Does it mean the government or those well informed about the copyright consultation process were duped by the CCER? No. Many people who examined the consultations closely had noticed exactly what Mr Owens did. In fact, I alluded to this in a blog I did last November in which I estimated, based on a sampling I had asked a student to do for me, that 65% of the submissions to the consultation were received from the CCER letter writing wizard. Last February I also wrote a blog with my Reflections on the liberal roundtable on the digital economy in which I pointed out that Prof. Geist’s proposal for weak protection of technological measures would provide no protection for makers of video games and game consoles and that was why the CCER was “so active in the copyright reform process and together with Prof. Geist argued for such ineffective protection for TPMs”. Neither the CCER nor Prof. Geist disputed my assertions back then. To do so would, presumably, have drawn more attention to them.

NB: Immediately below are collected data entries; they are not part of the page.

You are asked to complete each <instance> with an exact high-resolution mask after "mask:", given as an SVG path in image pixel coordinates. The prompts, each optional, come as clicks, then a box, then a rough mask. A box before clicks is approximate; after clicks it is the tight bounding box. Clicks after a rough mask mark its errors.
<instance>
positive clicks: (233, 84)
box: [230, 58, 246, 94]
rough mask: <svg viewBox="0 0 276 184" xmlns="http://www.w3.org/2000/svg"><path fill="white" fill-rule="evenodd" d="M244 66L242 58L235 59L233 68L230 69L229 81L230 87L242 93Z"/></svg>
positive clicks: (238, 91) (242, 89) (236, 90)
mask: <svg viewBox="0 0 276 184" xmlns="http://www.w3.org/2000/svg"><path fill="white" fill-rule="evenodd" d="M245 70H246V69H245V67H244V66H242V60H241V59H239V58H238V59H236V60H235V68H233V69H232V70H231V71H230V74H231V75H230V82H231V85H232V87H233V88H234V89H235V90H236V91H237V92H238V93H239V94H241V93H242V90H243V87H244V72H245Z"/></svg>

What has changed now is that the issue is fully in the public view. Mr Owens’ study shows there is credible, indeed compelling, evidence that some people tried to game the consultations. Now that this is known, we need to reject unqualified statements made about the views of Canadians simply by using misleading statistics and counting on no one taking a closer look. It simply cannot be credibility asserted that the submissions to the consultation show that the majority of submissions to the consultation rejected Bill C-61 and that thousands of Canadians “called for flexible fair dealing and a link between copyright infringement and anti-circumvention rules”.
* Since posting this I noticed that TorrentFreak also posted a reply.
For more information about the Copyright Modernization Act or Bill C-11 or copyright reform, see Change and the Copyright Modernization Act.
3 comments
I think that you’ve missed the most important point, which is that Richard didn’t file a submission, so what gives him the right to complain about those who did their civic duty by filing submissions?
Wayne
Wayne, you totally miss the point. Anyways, by your logic no one who didn’t file a submission has a right to comment on the attempted manipulation of the copyright consultation process by the CCER. Well, you didn’t file a submission either, to my knowledge. Even assuming that is relevant, which it isn’t, what then gives you any right to weigh in on the debate when you say that Richard has no right? Of course, by your logic, an investigative reporter would have no right to write about the story either.
But Barry, why do you comment on the attempted manipulation of the copyright consultation process by the CCER without also mentioning the manipulation carried out by the recording industry at the Toronto town hall? All the CCER did was make people aware of the issue, and provide a tool to allow them to more easily comment. It still required active participation by individuals.
What the recording industry did was to ‘buy out’ the town hall meeting fast enough that people with opposing views could not speak, then give those seats to their friends. That is a much more active and sinister form of manipulation in my mind.
Oh sure you’re going to tell me I have no proof for such an allegation. Isn’t it fortunate that this form of manipulation is so difficult to prove? None the less, the circumstantial evidence is there. The forum sold out in record time, yet on the day of, almost half the seats were empty, and most people who spoke were connected to the recording industry. No proof, but the circumstantial evidence is damning.